MultiOtter: Multiprocess Symbolic Execution

Abstract

Symbolic execution can be an effective technique for exploring large numbers of program paths, but it has generally been applied to programs running in isolation, whose inputs are files or command-line arguments. Programs that take inputs from other programs---servers, for example---have been beyond the reach of symbolic execution. To address this, we developed a multiprocess symbolic executor called MultiOtter, along with an implementation of many of the POSIX functions, such as socket and select, that interactive programs usually rely on. However, that is just a first step. Next, we must determine what symbolic inputs to feed to an interactive program to make multiprocess symbolic execution effective. Providing completely unconstrained symbolic values causes symbolic execution to spend too much time exploring uninteresting paths, such as paths to handle invalid inputs.

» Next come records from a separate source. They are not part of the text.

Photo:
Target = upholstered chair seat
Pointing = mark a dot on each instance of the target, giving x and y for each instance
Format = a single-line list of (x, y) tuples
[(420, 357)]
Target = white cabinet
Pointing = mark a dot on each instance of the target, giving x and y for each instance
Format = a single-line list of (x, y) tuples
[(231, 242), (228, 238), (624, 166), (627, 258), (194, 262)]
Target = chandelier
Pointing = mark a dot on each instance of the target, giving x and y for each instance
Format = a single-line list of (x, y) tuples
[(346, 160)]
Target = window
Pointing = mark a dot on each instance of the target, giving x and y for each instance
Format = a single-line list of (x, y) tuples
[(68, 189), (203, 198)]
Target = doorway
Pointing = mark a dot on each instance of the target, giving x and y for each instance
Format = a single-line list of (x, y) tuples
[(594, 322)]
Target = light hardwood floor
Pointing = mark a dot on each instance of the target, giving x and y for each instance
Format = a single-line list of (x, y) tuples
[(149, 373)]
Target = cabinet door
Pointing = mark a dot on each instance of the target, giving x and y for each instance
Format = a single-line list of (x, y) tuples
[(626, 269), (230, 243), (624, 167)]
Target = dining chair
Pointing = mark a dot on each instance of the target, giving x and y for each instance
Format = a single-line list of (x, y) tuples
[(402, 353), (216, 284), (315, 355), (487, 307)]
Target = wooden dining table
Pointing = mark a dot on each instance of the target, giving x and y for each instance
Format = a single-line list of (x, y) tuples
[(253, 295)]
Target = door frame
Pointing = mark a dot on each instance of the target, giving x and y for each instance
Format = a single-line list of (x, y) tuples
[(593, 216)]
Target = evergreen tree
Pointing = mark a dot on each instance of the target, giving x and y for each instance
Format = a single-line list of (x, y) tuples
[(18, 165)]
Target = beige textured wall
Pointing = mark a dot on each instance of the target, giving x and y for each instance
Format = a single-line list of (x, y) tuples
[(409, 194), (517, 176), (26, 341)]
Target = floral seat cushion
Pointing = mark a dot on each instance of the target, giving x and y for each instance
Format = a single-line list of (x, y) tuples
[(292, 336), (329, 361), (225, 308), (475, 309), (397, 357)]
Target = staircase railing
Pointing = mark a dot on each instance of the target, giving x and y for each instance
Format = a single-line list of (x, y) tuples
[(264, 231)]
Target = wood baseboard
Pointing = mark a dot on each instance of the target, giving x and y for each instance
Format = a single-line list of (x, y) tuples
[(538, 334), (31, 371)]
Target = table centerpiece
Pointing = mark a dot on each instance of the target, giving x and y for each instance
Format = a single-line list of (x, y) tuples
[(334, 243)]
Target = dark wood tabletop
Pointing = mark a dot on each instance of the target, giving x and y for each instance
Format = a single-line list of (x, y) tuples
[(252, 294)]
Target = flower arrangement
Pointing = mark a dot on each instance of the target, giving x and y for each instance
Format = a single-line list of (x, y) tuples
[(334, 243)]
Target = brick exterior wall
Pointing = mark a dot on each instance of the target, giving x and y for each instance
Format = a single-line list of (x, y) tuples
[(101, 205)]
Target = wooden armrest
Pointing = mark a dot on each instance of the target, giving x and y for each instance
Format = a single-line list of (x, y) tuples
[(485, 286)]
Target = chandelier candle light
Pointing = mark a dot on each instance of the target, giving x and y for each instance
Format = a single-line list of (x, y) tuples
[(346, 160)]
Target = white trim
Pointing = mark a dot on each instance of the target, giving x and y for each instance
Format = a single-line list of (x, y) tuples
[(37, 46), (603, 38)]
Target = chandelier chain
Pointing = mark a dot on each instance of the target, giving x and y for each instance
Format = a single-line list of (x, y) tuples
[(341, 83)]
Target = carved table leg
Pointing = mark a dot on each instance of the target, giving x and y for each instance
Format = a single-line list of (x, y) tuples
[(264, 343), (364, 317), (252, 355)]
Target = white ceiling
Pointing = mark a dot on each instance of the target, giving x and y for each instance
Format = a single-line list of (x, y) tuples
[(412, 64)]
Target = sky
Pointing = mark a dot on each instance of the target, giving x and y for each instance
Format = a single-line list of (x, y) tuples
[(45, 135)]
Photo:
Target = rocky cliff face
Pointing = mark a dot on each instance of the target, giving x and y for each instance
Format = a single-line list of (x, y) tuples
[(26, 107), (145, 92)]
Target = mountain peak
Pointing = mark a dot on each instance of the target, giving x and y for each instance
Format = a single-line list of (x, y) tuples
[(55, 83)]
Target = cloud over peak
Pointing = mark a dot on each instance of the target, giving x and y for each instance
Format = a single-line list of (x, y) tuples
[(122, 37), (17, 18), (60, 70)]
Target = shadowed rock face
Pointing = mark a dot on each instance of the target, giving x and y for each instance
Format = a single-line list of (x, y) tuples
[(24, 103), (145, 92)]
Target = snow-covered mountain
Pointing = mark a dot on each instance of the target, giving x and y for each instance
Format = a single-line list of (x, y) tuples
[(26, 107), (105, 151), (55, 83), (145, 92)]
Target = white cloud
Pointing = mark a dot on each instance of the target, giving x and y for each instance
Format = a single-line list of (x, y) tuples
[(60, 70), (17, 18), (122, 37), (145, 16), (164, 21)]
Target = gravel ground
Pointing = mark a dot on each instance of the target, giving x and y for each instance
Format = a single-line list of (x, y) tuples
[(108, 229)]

MultiOtter allows us to generate inputs that conform to a context-free grammar, similar to previous work, but it also enables new input generation capabilities because we can now run arbitrary programs concurrently with the program being studied. As examples, we symbolically executed a key-value store server, redis, and an FTP server, vsftpd, each with a variety of inputs, including symbolic versions of tests from redis's test suite and wget as a client for vsftpd. We report the coverage provided by symbolic execution with various forms of symbolic input, showing that different testing goals require different degrees of symbolic inputs.